Why won't Dynamic SQL Die?
On a regular basis someone posts a question on the NG's about how apostrophes are screwing up their code and what can be done about it. So let me be blunt: DYNAMIC SQL NEEDS TO DIE. Period, end of story. For a long time, I was rather passive about this subject, but I think that's no longer appropriate. So, I'm going to use every venue I have at my disposal to beat this point into the ground. Why?
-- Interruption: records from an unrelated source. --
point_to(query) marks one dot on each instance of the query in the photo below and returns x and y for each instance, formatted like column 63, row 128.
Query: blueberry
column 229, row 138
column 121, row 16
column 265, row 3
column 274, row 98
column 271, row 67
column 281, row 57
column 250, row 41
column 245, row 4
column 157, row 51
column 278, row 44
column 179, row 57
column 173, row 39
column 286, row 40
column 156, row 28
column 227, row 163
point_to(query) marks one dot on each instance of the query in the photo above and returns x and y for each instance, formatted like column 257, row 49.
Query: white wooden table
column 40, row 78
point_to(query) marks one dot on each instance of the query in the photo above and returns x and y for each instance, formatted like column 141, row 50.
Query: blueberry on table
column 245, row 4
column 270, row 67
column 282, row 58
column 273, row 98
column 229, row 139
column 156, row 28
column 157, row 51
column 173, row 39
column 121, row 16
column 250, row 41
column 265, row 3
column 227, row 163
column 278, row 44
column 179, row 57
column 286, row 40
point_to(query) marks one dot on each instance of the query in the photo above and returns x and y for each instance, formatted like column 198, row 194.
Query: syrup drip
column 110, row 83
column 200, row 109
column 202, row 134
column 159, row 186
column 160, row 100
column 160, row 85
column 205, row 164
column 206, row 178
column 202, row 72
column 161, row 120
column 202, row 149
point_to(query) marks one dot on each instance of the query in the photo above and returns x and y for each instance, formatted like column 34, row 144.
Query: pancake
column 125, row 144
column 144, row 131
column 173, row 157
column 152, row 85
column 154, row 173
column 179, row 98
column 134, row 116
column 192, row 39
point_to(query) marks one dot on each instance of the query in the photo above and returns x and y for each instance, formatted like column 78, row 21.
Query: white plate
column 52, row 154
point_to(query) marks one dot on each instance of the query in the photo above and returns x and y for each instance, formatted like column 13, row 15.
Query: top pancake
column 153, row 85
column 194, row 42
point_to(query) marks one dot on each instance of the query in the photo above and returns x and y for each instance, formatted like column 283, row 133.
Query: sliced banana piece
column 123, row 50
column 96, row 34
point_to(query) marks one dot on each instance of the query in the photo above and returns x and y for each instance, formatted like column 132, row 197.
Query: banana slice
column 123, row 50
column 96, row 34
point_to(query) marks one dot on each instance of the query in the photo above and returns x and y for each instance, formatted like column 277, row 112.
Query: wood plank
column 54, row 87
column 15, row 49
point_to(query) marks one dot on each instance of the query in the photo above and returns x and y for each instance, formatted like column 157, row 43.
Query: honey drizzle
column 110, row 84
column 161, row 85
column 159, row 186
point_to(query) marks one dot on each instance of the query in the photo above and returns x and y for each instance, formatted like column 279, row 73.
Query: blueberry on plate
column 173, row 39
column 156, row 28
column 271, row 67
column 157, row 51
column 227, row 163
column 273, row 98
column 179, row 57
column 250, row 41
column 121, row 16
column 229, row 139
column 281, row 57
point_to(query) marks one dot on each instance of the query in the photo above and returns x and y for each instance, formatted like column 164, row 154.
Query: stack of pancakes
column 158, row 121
- Dynamic SQL is inefficient. Using Stored Procedures is obviously the 'best' solution, but I've heard a lot of folks tell me due to ridiculous corporate politics, they aren't allowed to use Stored Procs. This is so absurd it's like something out of Dilbert, but regrettably it's true. However, you can still construct Paramaterized queries without using procs. This will allow for cached execution plans which is often going to afford rather profound performance differences, particularly in large multiuser environments.
- Dyamic SQL is verbose and ugly. I'll let an example speak for itself. Compare these two statements which produce the same resultset.
“SELECT * FROM SomeTable WHERE SomeColumn = '“ & SomeValue & “', AND SomeotherValue = '“ & SomeOtherValue “', AND SomeFinalVaue = '“ & SomeFinalValue & “'“
VS.
“SELECT * FROM SomeTable Where SomeColumn = @SomeValue and SomeOtherValue = @SomeOtherValue AND SomeFinalValue = @SomeFinalValue“
cmd.Parameters.Add(“@SomeValue“, SqlDbType.Varchar, 50).Value = SomeValue
cmd.Parameters.Add(“@SomeOtherValue“, SqlDbType.Varchar, 50).Value = SomeOtherValue
cmd.Parameters.Add(“@SomeFinalValue“, SqlDbType.Varchar, 10).Value = SomeFinalValue
The parameterized version is much easier to construct (no string concatenation) and everything is clear and understandable. Compare that with the slop above it and the results speak for themselves.
3. Dyamic SQL Is Error Prone. There are many people with Irish surnames in this world like O'Brien for instance. That will cause your Dynamic SQL Statement to blow up. So, you can either use some String.Replace function to replace the single quotes or you can have it blow up on you. But, let's say you have 100 queries in your app. That's a whole lot of extra code but more importantly, you're probably going to forget to escape it at one point or another. And even if you are really anal and do this perfectly, another programmer not so familiar with the code will invariably forget it. And the best part is that in most instances, the bug won't show itself in early testing. It will probably come to your attention from a customer who can't do their job. So you fix it, recompile, and redistribute because there's no other way to fix the problem. This will not make you look like a competent professional
4. Dynamic SQL Is Dangerous. Too many hackers have figured out this vulnerability and they may well try to hit your database. Security by Hoping No One Pays attention to your app is a shameful policy and it could easily cost you your job, your company a lot of money and a lot more depending on what your app does.
Sure seems like a hell of a lot of downside just to keep a terrible habit. I've got a lot of Articles on KnowDotNet about this subject, and I'll have a lot more soon. Hopefully you can help spread the word and help send Dynamic SQL to an early grave!